Advancement of Trade
The agreement seeks to advance transparency, efficacy, simplification, harmonisation, and consistency of trade procedures. The objective is to foster a systematic approach to international trade operations that offers clarity and predictability to stakeholders.
TEPA will facilitate access to Indian exporters for specialised inputs and create an encouraging trade and investment environment. By doing so, TEPA is expected to boost exports of Indian-made goods and provide opportunities for the services sector to access new markets. This provision will serve towards achieving India’s vision of becoming self-reliant and enhancing its global competitiveness.

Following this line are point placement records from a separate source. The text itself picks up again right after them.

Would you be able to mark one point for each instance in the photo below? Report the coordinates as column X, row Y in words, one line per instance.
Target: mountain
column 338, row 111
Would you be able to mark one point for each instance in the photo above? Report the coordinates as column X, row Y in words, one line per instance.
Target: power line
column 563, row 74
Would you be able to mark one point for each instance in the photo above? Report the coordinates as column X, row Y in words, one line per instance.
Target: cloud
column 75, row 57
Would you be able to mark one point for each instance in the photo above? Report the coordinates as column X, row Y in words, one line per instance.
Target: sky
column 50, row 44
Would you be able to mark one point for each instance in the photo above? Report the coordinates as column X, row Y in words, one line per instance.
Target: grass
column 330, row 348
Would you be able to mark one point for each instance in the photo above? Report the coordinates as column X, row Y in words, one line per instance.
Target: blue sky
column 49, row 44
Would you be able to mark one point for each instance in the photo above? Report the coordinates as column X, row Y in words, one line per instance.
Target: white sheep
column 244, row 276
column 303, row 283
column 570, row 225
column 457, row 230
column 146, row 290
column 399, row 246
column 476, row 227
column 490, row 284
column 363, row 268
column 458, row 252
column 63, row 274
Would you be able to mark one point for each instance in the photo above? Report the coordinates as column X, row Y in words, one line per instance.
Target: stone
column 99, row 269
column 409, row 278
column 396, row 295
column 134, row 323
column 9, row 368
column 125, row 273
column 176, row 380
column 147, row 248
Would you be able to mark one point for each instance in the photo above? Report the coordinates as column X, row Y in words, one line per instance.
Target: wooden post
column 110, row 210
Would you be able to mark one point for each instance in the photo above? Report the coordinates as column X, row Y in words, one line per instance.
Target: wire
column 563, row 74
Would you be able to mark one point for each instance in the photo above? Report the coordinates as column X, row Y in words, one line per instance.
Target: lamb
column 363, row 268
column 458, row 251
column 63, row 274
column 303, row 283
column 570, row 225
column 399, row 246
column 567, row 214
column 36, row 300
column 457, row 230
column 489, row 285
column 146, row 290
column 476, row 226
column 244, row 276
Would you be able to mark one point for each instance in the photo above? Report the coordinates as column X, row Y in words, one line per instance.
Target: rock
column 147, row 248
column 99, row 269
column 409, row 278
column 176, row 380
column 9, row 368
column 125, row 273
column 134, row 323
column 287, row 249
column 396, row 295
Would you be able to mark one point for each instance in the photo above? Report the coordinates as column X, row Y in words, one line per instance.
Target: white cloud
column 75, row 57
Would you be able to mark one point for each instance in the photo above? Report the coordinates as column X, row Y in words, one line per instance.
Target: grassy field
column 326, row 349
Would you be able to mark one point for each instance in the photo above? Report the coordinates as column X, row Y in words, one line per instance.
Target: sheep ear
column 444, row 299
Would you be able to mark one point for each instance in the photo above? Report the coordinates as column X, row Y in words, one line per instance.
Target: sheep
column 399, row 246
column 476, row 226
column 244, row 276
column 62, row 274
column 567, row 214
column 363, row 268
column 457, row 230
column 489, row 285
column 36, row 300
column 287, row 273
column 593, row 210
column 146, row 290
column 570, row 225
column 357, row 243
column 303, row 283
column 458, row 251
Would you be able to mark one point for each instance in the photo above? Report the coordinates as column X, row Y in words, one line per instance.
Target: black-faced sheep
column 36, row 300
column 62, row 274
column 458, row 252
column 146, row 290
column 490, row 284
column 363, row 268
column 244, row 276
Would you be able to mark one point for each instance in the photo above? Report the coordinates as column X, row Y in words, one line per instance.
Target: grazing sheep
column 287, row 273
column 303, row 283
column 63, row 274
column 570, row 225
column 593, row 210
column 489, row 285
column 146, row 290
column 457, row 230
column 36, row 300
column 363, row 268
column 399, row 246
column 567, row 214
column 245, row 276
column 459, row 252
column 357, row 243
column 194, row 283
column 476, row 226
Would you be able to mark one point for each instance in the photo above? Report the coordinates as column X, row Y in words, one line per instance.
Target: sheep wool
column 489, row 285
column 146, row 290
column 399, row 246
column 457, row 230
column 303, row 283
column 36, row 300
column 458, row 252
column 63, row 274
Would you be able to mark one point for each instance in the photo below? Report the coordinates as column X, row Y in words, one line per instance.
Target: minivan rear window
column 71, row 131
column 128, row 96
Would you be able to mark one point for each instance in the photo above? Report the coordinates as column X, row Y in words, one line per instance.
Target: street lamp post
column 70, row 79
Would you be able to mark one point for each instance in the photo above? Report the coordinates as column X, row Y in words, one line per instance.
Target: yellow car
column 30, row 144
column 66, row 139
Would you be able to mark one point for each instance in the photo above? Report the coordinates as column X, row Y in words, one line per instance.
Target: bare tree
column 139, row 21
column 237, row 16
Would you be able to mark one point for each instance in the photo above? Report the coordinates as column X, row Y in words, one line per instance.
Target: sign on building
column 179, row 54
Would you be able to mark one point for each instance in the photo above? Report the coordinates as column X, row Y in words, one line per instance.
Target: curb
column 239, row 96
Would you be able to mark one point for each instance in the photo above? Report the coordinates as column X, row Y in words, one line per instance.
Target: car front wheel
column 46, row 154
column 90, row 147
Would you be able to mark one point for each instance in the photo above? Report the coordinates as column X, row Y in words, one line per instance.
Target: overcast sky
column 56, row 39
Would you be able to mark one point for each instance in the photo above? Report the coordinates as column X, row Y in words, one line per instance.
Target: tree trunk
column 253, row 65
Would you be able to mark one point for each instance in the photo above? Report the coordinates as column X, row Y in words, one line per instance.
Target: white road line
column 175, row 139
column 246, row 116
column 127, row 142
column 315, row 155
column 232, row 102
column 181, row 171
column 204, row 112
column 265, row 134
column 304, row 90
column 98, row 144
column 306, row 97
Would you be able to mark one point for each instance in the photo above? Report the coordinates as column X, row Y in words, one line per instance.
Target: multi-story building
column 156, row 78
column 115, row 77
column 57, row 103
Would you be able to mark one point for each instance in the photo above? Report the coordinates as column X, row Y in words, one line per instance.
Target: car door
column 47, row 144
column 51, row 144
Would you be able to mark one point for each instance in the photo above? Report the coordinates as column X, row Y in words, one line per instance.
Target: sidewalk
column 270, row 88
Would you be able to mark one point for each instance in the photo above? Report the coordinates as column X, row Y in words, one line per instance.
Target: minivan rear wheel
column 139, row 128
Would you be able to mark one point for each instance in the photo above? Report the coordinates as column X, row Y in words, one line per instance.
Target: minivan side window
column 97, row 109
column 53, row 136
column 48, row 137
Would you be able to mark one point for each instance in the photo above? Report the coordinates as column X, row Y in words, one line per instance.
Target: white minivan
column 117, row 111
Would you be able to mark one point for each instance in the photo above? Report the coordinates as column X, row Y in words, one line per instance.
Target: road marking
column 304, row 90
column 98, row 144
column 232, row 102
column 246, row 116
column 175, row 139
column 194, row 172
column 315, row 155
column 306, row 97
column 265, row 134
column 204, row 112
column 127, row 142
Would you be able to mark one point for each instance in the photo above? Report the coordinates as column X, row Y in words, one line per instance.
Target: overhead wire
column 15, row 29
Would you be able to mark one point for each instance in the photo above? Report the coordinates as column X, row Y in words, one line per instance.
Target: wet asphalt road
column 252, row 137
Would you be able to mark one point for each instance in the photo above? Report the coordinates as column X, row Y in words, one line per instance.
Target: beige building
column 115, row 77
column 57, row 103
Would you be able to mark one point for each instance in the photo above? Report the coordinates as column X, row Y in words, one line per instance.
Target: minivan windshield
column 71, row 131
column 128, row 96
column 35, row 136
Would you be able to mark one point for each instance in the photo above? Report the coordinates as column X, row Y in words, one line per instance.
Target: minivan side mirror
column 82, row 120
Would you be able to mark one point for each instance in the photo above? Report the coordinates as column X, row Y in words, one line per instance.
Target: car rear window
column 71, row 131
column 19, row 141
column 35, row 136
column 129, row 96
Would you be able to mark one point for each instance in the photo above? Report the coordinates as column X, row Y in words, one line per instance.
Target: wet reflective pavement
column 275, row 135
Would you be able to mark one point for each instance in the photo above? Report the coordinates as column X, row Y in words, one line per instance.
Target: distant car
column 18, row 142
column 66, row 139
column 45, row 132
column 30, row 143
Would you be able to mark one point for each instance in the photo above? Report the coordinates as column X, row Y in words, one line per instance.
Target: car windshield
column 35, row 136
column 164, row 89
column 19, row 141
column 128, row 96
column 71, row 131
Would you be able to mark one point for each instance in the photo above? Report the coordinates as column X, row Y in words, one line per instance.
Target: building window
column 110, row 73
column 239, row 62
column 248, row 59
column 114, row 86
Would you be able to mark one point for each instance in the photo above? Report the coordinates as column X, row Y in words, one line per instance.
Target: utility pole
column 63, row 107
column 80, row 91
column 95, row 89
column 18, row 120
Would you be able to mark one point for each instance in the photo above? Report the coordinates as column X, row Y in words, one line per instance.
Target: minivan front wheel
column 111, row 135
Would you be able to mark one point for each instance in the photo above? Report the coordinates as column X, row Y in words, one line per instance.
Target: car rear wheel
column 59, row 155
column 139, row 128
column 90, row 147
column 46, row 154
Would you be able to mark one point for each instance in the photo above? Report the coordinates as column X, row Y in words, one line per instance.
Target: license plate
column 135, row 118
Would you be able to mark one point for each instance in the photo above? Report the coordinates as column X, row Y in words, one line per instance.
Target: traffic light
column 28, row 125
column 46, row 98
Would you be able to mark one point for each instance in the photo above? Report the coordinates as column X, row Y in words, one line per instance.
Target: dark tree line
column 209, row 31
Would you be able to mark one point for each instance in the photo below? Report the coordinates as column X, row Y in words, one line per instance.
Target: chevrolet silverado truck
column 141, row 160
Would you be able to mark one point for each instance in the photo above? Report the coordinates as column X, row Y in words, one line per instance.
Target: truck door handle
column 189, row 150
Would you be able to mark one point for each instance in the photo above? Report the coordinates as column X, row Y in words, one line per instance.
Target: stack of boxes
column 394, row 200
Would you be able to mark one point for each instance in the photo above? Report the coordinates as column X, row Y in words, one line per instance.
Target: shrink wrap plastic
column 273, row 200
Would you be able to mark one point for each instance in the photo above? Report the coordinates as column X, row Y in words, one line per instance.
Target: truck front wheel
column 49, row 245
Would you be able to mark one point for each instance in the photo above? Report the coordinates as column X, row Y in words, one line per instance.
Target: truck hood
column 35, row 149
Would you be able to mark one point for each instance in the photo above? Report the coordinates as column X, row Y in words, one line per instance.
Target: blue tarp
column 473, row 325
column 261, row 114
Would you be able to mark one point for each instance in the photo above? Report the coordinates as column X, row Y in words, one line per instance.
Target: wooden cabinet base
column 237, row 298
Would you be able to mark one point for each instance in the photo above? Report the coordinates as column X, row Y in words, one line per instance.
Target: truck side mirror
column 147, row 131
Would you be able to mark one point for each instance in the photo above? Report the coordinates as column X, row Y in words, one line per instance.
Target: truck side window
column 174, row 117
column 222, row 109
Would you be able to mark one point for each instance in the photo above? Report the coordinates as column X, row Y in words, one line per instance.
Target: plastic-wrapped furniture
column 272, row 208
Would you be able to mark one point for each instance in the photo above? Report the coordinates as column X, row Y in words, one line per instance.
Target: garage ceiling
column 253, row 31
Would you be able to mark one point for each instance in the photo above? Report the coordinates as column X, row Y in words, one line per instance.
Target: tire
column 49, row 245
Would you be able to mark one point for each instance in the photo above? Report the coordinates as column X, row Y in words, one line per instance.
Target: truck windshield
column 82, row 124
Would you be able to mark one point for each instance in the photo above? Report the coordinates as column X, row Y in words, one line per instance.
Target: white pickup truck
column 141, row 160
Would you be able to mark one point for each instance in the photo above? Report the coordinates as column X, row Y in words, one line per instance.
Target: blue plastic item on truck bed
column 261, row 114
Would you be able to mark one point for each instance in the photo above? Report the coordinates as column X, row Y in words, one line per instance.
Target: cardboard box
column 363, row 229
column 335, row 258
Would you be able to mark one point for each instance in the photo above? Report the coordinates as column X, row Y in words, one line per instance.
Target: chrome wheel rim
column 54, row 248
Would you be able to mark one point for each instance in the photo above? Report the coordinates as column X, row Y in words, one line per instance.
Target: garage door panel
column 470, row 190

TEPA presents a promising avenue for Indian businesses looking to integrate into the European Union markets. Notably, Switzerland, a non-EU member, exports over 40% of its global services to the EU, highlighting the potential market opportunities that can be leveraged by Indian companies. With Switzerland serving as a gateway to the EU, businesses can utilise it as a strategic base to extend their market reach and further their internationalisation efforts.
Boost to Manufacturing
TEPA is set to propel the ‘Make in India’ and Atmanirbhar Bharat initiatives by bolstering domestic manufacturing in various sectors, including Infrastructure, Manufacturing, Pharmaceuticals, Banking and Financial Services, to name a few. TEPA aims to create an enabling environment that fosters the growth of the Indian economy by promoting the production and consumption of domestic products. By providing an impetus to these sectors, TEPA is poised to play a pivotal role in driving the growth and development of India’s economy while simultaneously strengthening its position in the global market.
Remarks
Before the India-EFTA TEPA can take effect, it must be ratified by both India and the EFTA nations. Switzerland has already announced its plans to ratify the agreement by the next year. If successfully implemented, the India-EFTA TEPA could serve as a model for other trade agreements.
This achievement also reinforces India’s reputation as a champion of free trade, intellectual property rights, global investment, and competition. It could stimulate additional foreign investment and help establish the country as a key player in the international trade landscape.